5.11 get_document_text
Purpose. Return the plain-text rendition of one or more documents. Accepts the same superset of filters as list_documents.
Parameters.
| Parameter | Required | Type | Description |
|---|---|---|---|
| iso | yes | string | Jurisdiction ISO |
| document_id | no | string | Specific document |
| … | no | — | All other list_documents filters apply |
| limit | no | number | Page size — pass deliberately for sweeps |
Live example (trimmed).
{
"total_count": 1, "limit": 1, "offset": 0,
"data": [{
"document_id": "27732019",
"full_text": "Number 7 of 2026 PROTECTION OF EMPLOYEES (EMPLOYERS' INSOLVENCY)
(AMENDMENT) ACT 2026 An Act to amend the Protection of Employees ...
[full text continues]"
}]
}Notes.
- document_id is a string in this response even though it is an integer in list_documents. Cast defensively.

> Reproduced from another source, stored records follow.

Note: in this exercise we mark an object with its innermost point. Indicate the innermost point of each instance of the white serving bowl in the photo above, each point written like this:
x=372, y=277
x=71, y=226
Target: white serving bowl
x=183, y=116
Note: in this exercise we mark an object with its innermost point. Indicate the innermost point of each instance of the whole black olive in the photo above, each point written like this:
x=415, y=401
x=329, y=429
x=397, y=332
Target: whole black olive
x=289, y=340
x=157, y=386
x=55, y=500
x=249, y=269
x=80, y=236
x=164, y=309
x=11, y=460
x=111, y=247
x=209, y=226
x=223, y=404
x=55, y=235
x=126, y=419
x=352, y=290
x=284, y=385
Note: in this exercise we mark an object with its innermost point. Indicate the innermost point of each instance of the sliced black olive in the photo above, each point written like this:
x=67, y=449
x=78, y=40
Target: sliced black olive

- Plain text is unformatted (no markdown, no inline links). For richer rendering use get_markdown.
- Sweeping calls with broad filters can return large payloads — pass limit deliberately.
5.12 get_markdown
Purpose. Same content as get_document_text but as markdown — bold/italic preserved, inline cross-references rendered as [text](url).
Parameters.
| Parameter | Required | Type | Description |
|---|---|---|---|
| iso | yes | string | Jurisdiction ISO |
| document_id | no | string | Specific document |
| … | no | — | All other list_documents filters apply |
| limit | no | number | Page size |
Live example (trimmed).
*Number* 7 *of* 2026
**PROTECTION OF EMPLOYEES (EMPLOYERS' INSOLVENCY) (AMENDMENT) ACT 2026**
An Act to amend the
[Protection of Employees (Employers' Insolvency) Act 1984](https://www.irishstatutebook.ie/1984/en/act/pub/0021/index.html)
; to give further effect to Directive 2008/94/EC ...Notes.
- Preferred over get_document_text whenever the downstream consumer can render markdown.
- Markdown is the canonical store; get_document_text is essentially get_markdown with formatting stripped.
5.13 get_document_with_version
Purpose. Retrieve a specific version of a specific document.
Parameters.
| Parameter | Required | Type | Description |
|---|---|---|---|
| document_id | yes | integer | Document id (positive integer) |
| version | yes | integer | Version number (positive integer) |
Live example (trimmed).
// Expected: single document object mirroring a list_documents row.
// Observed 2026-05-27: calls with version=1 against documents whose current version
// is 1 returned {} (empty). See Known Quirks — open question for the API team.Notes.
- Working theory: the endpoint may only return historical versions, not the latest. Until confirmed, prefer list_documents(document_id=..., version=...).
5.14 get_source_url
Purpose. Get a time-limited presigned URL to the original source file (typically a PDF).
Parameters.
| Parameter | Required | Type | Description |
|---|---|---|---|
| document_id | yes | integer | Document id (positive integer) |
Live example (trimmed).
// Document WITH file_data (document_id=20951014):
{
"document_id": "20951014",
"url": "https://lawstronaut-prod-files-us.s3.us-east-1.amazonaws.com/...pdf?X-Amz-Expires=3600&..."
}
// Document WITHOUT file_data (document_id=27732019, HTML-only Irish Act):
{}Notes.
- Presigned URLs expire after 3600 seconds (1 hour) — re-fetch if the user might use the link later.
- Files are served from lawstronaut-prod-files-us.s3.us-east-1.amazonaws.com.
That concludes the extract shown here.